Houston is also the only city remotely close to its size in the country that has no zoning. So instead of one mandated central business district, for example, major clusters of commerce are spread all over town, with leafy residential areas, huge parks, and lots of shops and bodegas and art galleries and check-cashing services and whatever else thrown in between. All this means that whatever you need—one of the forty thousand different labels of booze or wine at Spec’s, a spiffy and extraordinarily speedy car wash at Dr. Gleem, or a four-dollar margarita from La Mexicana—is almost immediately at hand.
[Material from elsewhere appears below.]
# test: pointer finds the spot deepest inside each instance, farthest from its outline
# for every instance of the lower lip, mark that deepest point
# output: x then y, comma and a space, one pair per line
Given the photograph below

You can see some highly charged political art at the Station Museum or enjoy an afternoon of quiet reflection at the Rothko Chapel; you listen to blues in a gritty club or dress up for a night at the opera.

Whatever you choose to do, people will generally be really nice to you. Houston is all about enthusiasm and service—the traffic might be terrible, but you’ll be happy when you get where you’re going. There’s live music while you grocery shop, after all, white wine while you try on shoes at Tootsies. The fur man at Saks is so persuasive he almost convinced a friend of mine and me to go in halves on a chinchilla stole neither of us could afford. He draped it around us, he gave us champagne, he pronounced fake fur “so unwonderful.”

Which leads us back to the top and my CAMH friend with the ten-carat diamond. Well-heeled Houstonians are not afraid to show off their very real furs and their very large rocks, but when they say bigger is better, they follow through. The city has always been known for its socialites (think Joanne Herring, who funded Charlie Wilson’s War, or Lynn Wyatt, whose sculpted arms are by now a local landmark), but even the silliest among them rally behind the institutions so important to the life of the city.

The night I was there twenty-five years ago, despite the dire assessment of the Wall Street Journal, the CAMH made a lot of money. In my own article, I reported that the bust had not dimmed the spirit of the citizenry and would likely be but a speed bump on the city’s historically forward-looking road. It’s like what an executive told the woman from the Times: “We did get our comeuppance. But we didn’t whine about it, and I think the rest of the country respects that. Other places would have had an ‘oh me’ type of attitude. I never did hear that down here.”